Cross-Language AST

One engine, every language. How Aura stays language-agnostic without losing precision.

Overview

A merge engine that handles only one language is a toy. Real repositories are polyglot: a TypeScript frontend calls a Rust backend which deploys via YAML to a Kubernetes cluster configured by JSON, with Python scripts for data migration and Go services for edge workers. Conflict on any of those files is equally painful, and a tool that helps with one but fails on the others is not a tool — it is an inconvenience.

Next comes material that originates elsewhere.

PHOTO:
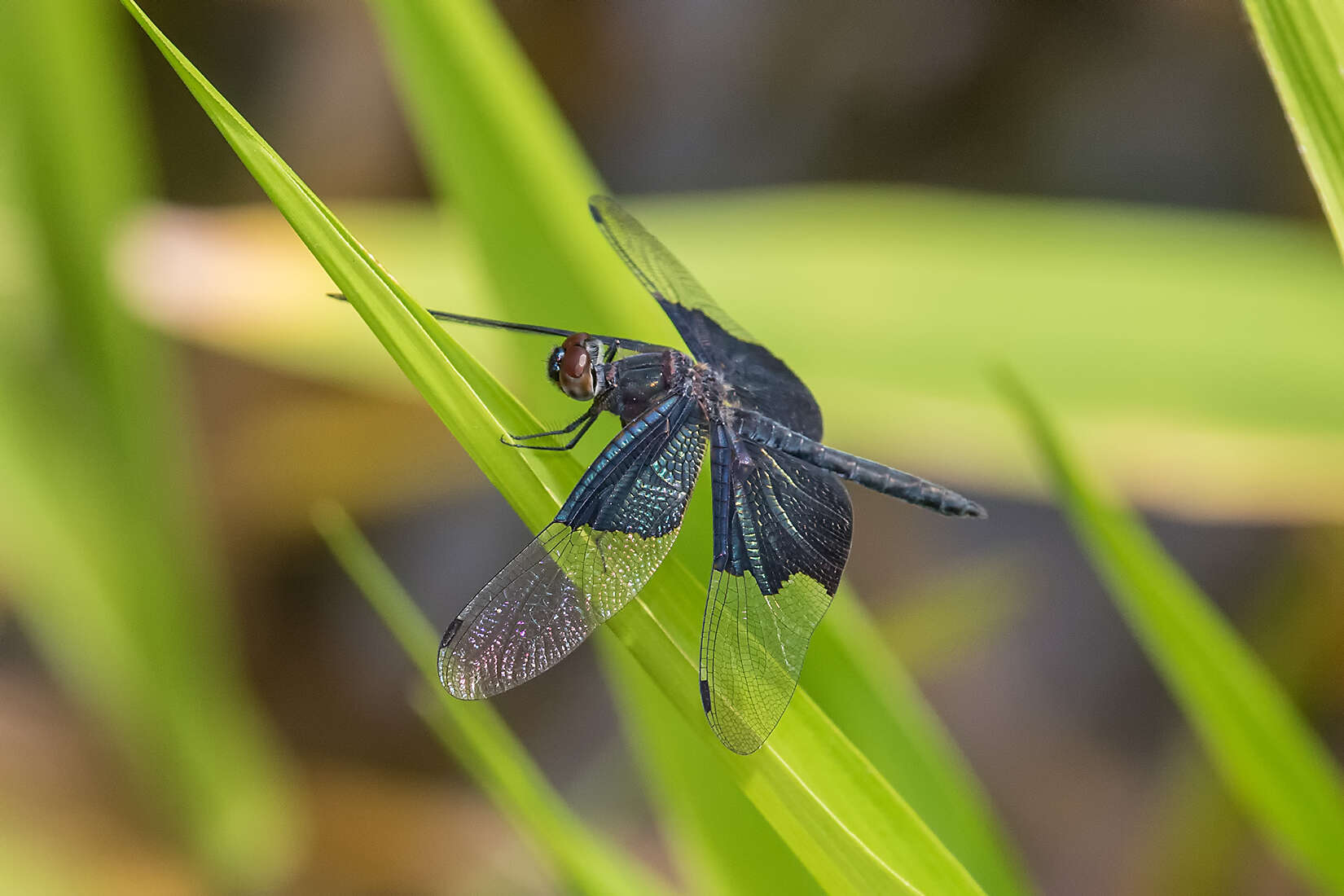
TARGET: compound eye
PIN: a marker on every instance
(577, 363)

Aura's merge engine is built as a small language-agnostic core surrounded by per-language adapters. The core knows about nodes, identities, deltas, and conflicts. The adapters know how to parse a specific language, assign stable identities to its declarations, and pretty-print the result. Adding a language is mostly adapter work; the merge algorithm itself never changes.

This page documents the current language matrix, how adapters are structured, how health is reported, and what it takes to add a new language.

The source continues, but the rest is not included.